For a random variables $X_1,X_2,\ldots, X_n$, the law of large numbers says that the average of the results obtained from a large number of trials should be close to the expected value and tends to become closer to the expected value as more trials are performed, i.e.,
$$\lim_{n\rightarrow\infty}\sum_{i=1}^n\frac{X_i}{n}=\bar{X},\tag{1}$$
where $\bar{X}$ is the expected value.
But the same doesn't hold for the following:
$$\sum_{i=1}^nX_i-n\bar{X}.\tag{2}$$
In fact, $(2)$ tends to increase in absolute value as $n$ increases.
I am finding it very surprising and hard to understand. Because I expected that if the average tends to expected value, then the sum should tend to $n\times$expected value.
Let $Y=\sum_{i=1}^nX_i-n\bar{X}$, then
$$\frac{Y}{n}=\frac{\sum_{i=1}^nX_i}{n}-\bar{X}\tag{3}.$$
The way I try to convice myself is as follows: when $n\rightarrow\infty$, the LHS of $(3)$ tends to zero, thus $(1)$ will hold. But $(2)$ will not converge to zero, because the sum of the fluctuations around the expected value sum up and increase, thus forming divergent series.
Any help on obtaining a better intuition behind the differences between $(1)$ and $(2)$ is appreciated.
I take it we are assuming $X_i$ are iid ($X_i \sim \mathbb{P}_X$) with mean $\mu_X$
To be a bit more precise on (1):
$$\lim_{n \to \infty} \frac1n \sum_1^n X_i = \mu_X\;\;a.s.$$
So the sample mean converges to the mean almost surely (or "with probability 1")

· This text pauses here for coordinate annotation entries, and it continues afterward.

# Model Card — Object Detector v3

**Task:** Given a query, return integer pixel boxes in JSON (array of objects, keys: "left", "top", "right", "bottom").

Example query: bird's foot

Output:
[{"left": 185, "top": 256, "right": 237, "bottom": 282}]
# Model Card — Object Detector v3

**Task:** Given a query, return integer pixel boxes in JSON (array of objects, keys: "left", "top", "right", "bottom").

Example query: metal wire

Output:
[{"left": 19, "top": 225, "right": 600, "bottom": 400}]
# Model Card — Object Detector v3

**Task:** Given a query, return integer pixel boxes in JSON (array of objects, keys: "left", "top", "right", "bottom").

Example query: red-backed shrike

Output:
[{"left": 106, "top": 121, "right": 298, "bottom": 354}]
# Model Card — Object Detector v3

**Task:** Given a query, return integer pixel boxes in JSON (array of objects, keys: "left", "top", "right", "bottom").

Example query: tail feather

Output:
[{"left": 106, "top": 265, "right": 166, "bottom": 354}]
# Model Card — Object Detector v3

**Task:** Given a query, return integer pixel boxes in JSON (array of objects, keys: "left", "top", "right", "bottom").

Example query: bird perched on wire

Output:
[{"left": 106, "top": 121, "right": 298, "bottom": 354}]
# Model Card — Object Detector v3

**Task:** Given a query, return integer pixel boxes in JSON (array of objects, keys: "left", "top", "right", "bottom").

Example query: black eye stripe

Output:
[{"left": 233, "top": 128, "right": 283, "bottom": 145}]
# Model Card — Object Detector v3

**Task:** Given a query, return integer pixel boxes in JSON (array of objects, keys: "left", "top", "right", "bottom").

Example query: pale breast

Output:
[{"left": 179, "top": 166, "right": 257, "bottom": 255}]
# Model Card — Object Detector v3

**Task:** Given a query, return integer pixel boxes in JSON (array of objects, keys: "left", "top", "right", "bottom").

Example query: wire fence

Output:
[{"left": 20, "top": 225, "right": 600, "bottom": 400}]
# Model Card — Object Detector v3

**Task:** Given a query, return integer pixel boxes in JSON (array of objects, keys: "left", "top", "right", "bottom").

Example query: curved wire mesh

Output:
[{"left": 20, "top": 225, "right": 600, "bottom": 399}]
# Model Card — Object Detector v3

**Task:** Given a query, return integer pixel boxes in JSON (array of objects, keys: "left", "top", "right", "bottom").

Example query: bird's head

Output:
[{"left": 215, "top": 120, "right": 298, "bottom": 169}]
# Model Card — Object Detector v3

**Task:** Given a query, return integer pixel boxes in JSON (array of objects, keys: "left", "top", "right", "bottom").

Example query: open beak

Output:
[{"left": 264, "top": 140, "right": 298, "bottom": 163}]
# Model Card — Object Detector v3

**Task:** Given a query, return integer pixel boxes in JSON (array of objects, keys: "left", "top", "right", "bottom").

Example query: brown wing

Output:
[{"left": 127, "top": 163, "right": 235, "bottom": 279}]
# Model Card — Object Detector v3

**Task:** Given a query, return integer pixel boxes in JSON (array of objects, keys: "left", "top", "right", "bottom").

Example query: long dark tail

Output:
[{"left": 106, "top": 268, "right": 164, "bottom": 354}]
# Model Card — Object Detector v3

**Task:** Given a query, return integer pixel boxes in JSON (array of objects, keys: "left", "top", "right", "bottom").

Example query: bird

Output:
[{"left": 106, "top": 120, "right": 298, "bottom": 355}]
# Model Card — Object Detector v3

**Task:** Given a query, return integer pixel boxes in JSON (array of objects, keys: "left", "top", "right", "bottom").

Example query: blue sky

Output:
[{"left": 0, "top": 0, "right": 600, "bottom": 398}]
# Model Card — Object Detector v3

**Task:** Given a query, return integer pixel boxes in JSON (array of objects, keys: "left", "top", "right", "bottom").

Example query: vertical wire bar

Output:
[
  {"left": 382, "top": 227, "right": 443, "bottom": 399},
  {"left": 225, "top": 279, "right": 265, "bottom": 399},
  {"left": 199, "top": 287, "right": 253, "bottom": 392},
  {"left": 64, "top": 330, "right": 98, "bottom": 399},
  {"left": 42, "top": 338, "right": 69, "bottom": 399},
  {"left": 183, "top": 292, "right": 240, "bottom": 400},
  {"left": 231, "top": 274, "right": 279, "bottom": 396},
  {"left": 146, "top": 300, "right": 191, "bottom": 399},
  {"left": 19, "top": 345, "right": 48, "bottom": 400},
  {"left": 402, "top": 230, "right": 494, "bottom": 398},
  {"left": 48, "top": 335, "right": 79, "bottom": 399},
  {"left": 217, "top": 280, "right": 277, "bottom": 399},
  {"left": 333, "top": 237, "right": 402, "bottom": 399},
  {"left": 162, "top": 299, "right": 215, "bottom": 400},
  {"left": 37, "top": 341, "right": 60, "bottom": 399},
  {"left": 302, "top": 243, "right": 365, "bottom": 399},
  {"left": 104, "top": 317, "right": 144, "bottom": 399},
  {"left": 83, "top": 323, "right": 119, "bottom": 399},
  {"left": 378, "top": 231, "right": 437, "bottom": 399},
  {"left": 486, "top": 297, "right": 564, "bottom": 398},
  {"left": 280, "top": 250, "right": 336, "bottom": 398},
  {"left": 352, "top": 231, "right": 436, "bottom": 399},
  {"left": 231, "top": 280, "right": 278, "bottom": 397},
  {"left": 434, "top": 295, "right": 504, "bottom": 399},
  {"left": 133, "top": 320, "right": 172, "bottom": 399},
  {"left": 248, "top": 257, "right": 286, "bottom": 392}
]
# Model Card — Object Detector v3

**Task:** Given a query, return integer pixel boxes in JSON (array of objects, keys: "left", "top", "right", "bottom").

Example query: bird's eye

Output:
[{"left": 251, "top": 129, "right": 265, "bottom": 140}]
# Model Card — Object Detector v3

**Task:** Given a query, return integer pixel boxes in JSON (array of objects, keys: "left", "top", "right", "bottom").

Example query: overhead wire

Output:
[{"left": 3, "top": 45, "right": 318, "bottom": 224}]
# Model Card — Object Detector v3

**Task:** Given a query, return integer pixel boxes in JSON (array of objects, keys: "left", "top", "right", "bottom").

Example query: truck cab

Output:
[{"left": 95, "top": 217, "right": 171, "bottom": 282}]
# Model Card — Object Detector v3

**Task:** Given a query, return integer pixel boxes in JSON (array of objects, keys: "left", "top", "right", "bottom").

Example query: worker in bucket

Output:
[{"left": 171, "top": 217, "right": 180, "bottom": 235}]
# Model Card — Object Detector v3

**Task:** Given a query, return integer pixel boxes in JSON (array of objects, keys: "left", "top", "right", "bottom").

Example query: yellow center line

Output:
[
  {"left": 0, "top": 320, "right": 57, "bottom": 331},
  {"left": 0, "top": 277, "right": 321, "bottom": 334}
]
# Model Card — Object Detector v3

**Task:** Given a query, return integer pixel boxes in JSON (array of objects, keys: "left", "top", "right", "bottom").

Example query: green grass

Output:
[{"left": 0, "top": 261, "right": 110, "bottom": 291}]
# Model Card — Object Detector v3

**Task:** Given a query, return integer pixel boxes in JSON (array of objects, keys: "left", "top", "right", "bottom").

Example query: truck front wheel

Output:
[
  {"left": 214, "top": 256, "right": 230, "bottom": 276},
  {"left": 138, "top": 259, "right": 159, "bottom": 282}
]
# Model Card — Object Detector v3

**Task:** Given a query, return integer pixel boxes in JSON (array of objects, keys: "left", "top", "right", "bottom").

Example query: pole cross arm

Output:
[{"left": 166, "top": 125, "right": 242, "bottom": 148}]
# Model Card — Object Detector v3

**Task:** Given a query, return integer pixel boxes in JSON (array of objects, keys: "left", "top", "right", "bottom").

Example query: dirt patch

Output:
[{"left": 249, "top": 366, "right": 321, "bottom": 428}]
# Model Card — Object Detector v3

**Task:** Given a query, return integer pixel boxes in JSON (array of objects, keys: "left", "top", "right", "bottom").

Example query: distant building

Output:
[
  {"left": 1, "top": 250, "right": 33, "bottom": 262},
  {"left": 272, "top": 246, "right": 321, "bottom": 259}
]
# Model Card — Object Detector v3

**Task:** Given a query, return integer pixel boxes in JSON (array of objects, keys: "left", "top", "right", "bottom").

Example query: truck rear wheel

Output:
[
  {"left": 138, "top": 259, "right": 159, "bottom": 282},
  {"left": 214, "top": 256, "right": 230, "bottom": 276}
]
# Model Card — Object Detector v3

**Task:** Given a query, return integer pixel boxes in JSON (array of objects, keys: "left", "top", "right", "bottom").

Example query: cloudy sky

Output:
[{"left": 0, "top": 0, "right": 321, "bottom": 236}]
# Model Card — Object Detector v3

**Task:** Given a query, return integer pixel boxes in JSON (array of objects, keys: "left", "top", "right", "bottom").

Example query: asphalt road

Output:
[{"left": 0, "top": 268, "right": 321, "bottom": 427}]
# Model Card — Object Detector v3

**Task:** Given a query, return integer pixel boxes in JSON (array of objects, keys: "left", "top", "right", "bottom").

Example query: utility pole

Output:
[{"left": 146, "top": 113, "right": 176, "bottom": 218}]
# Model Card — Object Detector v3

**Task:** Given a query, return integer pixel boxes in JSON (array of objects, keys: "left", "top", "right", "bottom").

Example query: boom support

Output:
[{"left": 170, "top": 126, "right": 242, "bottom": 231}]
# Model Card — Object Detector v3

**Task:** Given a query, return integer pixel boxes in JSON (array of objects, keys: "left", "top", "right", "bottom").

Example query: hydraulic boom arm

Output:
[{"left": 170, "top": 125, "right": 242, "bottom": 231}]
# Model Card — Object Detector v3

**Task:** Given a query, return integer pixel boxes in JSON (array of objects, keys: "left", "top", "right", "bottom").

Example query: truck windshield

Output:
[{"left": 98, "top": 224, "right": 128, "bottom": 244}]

Key here is that the the sample mean forces the variance to go to $0$.
In contrast for $Y_n := \sum_1^n X_i - n\mu_X$ we get an unbounded variance:
$$V[Y_n] = \sum_1^n V[X_i] \xrightarrow{n\to \infty} \infty$$
While the mean stays at $0$:
$$E[X_i] = \sum_1^n \mu_X - n\mu_X = 0$$
So we have an increasingly variable process with stationary mean.
Therefore, the larger the value of $n$, the less likely we are to have $Y_n$ near $0$, so we cannot have $Y_n \to 0,w.p. 1$ (since if $X \not\xrightarrow{p} Y \implies X \not \xrightarrow{a.s.} Y$)